Semenjak 2006 lumpur lapindo terus mengeluarkan material seperti air, minyak, gas dan lumpur hingga rata-rata 180.000 meter kubik atau setara 72 kolam renang olimpiade per hari, dengan semburan gas dan uap yang dikeluarkan tingginya kira-kira mencapai 10 meter. Namun, hasil riset ilmiah dari University of Oslo berjudul, Relevant Methane Emission to the Atmosphere From a Geological Gas Manifestation, Scientific Reports oleh Mazzini, et. al. Menunjukan fenomena lain yang hingga kini belum ditunjukkan kepada publik. Pada rilisan ini, semburan lumpur panas di Sidoarjo atau dikenal Lumpur Lapindo disebut telah mengeluarkan emisi metana terbesar yang pernah tercatat dari satu manifestasi gas alam.

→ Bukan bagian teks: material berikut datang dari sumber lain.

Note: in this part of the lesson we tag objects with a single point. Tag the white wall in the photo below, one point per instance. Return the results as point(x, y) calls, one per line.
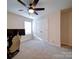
point(15, 21)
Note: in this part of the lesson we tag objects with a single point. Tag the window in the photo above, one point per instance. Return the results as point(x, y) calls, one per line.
point(27, 27)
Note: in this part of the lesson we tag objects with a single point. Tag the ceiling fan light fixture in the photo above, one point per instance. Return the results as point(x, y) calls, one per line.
point(31, 11)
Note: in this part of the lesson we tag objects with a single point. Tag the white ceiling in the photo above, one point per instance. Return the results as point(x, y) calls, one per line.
point(49, 5)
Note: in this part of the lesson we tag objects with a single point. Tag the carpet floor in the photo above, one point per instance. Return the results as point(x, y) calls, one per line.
point(36, 49)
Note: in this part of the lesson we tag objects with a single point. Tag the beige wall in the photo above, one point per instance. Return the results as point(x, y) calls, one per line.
point(40, 28)
point(54, 28)
point(66, 27)
point(47, 28)
point(15, 21)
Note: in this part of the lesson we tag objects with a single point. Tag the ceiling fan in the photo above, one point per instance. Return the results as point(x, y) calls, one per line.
point(31, 7)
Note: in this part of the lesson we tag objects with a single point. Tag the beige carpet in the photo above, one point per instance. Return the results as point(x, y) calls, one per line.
point(36, 49)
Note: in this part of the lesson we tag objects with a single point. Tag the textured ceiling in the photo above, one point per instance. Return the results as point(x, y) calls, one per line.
point(49, 5)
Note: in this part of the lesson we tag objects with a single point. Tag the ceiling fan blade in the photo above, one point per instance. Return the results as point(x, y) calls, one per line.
point(36, 13)
point(35, 2)
point(39, 9)
point(21, 2)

Dalam analisis hasil monitoring selama 10 tahun yang dilakukan oleh para peneliti, dinyatakan bahwa fenomena geologi ini dipicu oleh tekanan fluida yang diklaim berasal dari batuan sedimen bersuhu tinggi yang diakibatkan interaksi dengan gunung api magmatik di sekitarnya. Oleh karena itu, lumpur Lapindo dianggap sebagai manifestasi permukaan dari sistem sedimen/hidrotermal hibrida.

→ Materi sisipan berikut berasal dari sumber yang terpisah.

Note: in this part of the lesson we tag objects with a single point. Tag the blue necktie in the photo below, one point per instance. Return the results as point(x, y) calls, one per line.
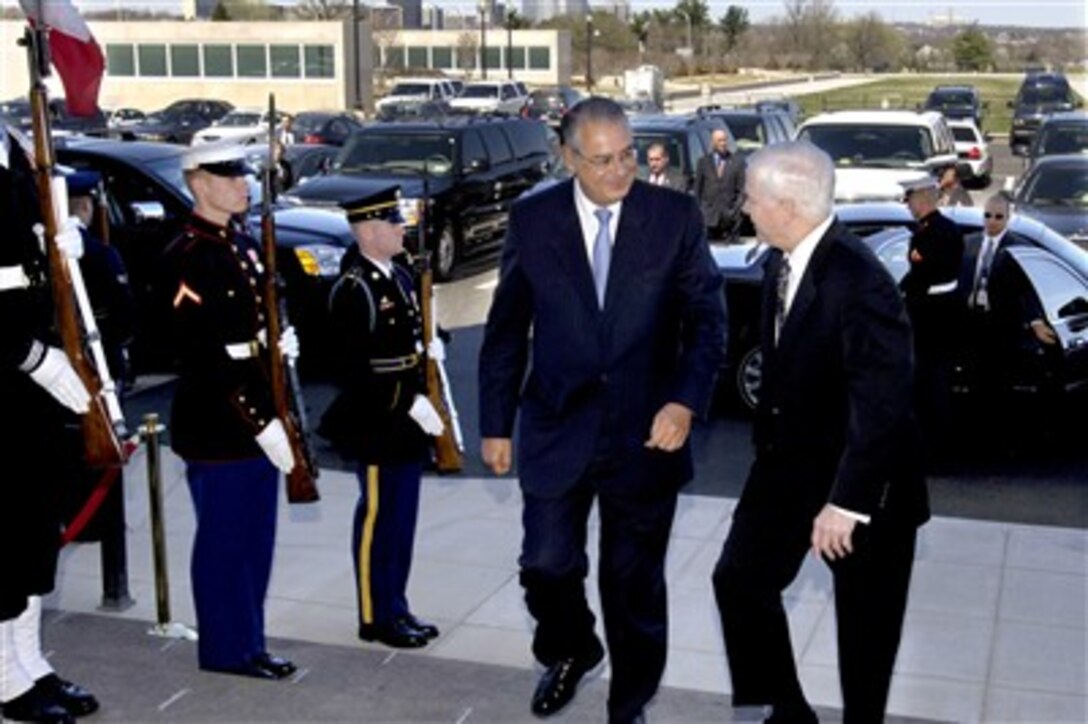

Tim riset yang dikoordinasikan oleh the Centre for Earth Evolution and Dynamics (University of Oslo) yang berkolaborasi dengan the Istituto Nazionale di Geofisica e Vulcanologia of Rome, the Netherlands Institute for Space Research of Utrecht, dan Pusat Pengendalian Lumpur Sidoarjo (PPLS) menggunakan penilaian kombinasi dari pengamatan “ground-based” dan satelit (TROPOMI) untuk mengukur jumlah gas yang dikeluarkan dari semburan lumpur panas lapindo ke atmosfer. Dari penilaian ini ditemukan bahwa total metana yang dikeluarkan dari semburan lumpur lapindo mencapai 100.000 ton per tahun. Pengukuran ini adalah emisi tertinggi yang pernah terekam dalam eksperimen kemunculan gas alam dari satu situs/tempat.

Hasil yang dipublikasikan pada februari 2021 ini, menunjukan bahwa perkiraan emisi metana geologi global berbasis radiokarbon di inti es sejak era pre-industrial, yang diperkirakan berada pada kisaran 100.000 sampai 5.400.000 ton CH4 per tahun selama ini, mungkin terlalu kecil atau men-underestimate jumlah sesungguhnya, karena jumlah metana yang dikeluarkan oleh satu manifestasi tunggal di Lumpur Lapindo saja jumlahnya setara dengan jumlah minimum asesmen/studi berbasis inti es yang berasal dari seluruh planet. Emisi gas metana dari Lumpur Lapindo dianggap konsisten secara proporsional dengan tingkat aliran metana (yang disebut “faktor emisi”) yang biasanya dikeluarkan oleh sumber-sumber gas alam lainnya seperti gunung lumpur atau rembesan dari sistem metana besar. Jika semua lokasi-lokasi sumber emisi ini digabungkan secara global, diperkirakan total keluaran metana planet ini mencapai sekitar 40-50 juta ton per tahun.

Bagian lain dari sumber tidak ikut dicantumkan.